Books and Bytes

November 20, 2007

Interesting article in the NEW YORKER today (that’s my reading of choice while I’m working out, for those of you who don’t know).  I’m actually making my way through the November 5th issue; my road trip to the South Carolina Writers Workshop and WFC made me fall a bit behind, although in truth, I’m never fully caught up with my NEW YORKERs.

Anyway, the article was called “Future Reading,” and it was written by Anthony Grafton, a history professor at Princeton.  Grafton was basically saying that despite predictions that Google Book Search and other similarly ambitious efforts by tech giants (eg. Microsoft and Amazon) to digitize the entire compendium of world literature, we’re a long way from seeing the Death of the Printed Word.  Instead, because of gaps caused by copyright issues, the West’s lack of knowledge about — or serious interest in — literature from other cultures, and bugs in the current scanning technologies, we are destined to wind up with something far less than the comprehensive universal library suggested by the hype surrounding these projects.  (Grafton makes a point of noting here — and I’ll do the same — that Google, Microsoft, and Amazon never made claims to match the hype.)  Rather, what we’ll end up with is a patchwork of literature with a powerful bias toward material produced in wealthier societies, most of them Western.  This is, of course, a cursory summation of a far more nuanced and interesting article.  I urge anyone interested in writing or reading to check it out.

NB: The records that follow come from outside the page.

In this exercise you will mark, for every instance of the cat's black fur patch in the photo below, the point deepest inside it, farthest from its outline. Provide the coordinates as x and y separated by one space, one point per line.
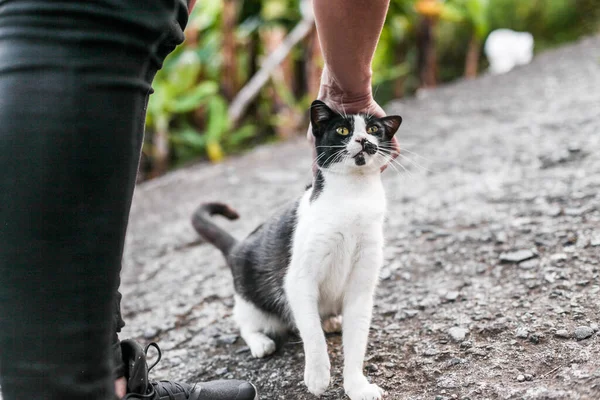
318 186
260 262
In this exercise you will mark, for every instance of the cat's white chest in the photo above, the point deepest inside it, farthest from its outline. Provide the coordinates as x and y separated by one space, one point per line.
334 228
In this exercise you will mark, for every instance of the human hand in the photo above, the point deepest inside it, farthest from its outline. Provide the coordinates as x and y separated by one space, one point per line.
331 94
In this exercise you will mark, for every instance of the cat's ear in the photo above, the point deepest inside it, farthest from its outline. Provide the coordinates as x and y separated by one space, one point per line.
391 123
319 114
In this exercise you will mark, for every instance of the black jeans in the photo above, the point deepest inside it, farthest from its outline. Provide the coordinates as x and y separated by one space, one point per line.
74 83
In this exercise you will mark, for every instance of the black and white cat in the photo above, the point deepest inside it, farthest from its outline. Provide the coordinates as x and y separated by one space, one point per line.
315 264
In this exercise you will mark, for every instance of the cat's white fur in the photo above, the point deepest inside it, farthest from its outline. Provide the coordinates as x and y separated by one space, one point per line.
336 257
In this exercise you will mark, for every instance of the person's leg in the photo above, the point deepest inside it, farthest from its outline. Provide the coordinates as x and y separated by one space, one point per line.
73 87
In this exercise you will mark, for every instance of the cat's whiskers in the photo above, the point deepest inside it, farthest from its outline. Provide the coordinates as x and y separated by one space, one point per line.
416 164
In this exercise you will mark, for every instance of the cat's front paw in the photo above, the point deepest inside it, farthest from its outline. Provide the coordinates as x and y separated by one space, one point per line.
361 389
316 376
333 324
260 345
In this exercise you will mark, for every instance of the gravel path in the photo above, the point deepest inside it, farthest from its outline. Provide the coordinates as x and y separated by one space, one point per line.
491 285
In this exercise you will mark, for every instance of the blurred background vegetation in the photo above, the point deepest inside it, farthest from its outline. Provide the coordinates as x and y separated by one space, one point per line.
205 108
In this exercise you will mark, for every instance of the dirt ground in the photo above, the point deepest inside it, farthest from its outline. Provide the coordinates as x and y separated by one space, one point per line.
491 285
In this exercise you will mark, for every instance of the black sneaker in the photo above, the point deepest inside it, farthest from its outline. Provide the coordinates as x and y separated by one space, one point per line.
138 386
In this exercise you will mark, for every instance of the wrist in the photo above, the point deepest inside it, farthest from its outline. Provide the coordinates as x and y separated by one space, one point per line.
355 95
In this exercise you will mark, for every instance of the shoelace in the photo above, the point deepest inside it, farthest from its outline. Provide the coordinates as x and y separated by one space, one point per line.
162 388
165 387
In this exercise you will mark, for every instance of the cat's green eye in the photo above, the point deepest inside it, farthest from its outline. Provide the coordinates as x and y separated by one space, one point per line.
342 130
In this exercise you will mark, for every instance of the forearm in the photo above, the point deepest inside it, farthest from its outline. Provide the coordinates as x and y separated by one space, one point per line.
348 32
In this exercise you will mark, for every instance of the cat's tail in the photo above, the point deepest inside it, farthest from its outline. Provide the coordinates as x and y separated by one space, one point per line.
209 230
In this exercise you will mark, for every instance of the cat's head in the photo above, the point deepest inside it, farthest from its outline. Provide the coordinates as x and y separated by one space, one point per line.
353 142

One image from Grafton’s concluding paragraphs, though, struck me as being particularly and poignantly illustrative of the power of the printed word in its physical form.  The passage in question cited another work by a second historian, Paul Duguid.  To quote Grafton:

Duguid describes watching a fellow-historian systematically sniff two-hundred-and-fifty-year-old letters in an archive.  By detecting the smell of vinegar — which had been sprinkled, in the eighteenth century, on letters from towns struck by cholera, in the hope of disinfecting them — he could trace the history of the disease outbreaks.  (Grafton, Anthony, “Future Reading”, NEW YORKER, November 5, 2007, p. 54)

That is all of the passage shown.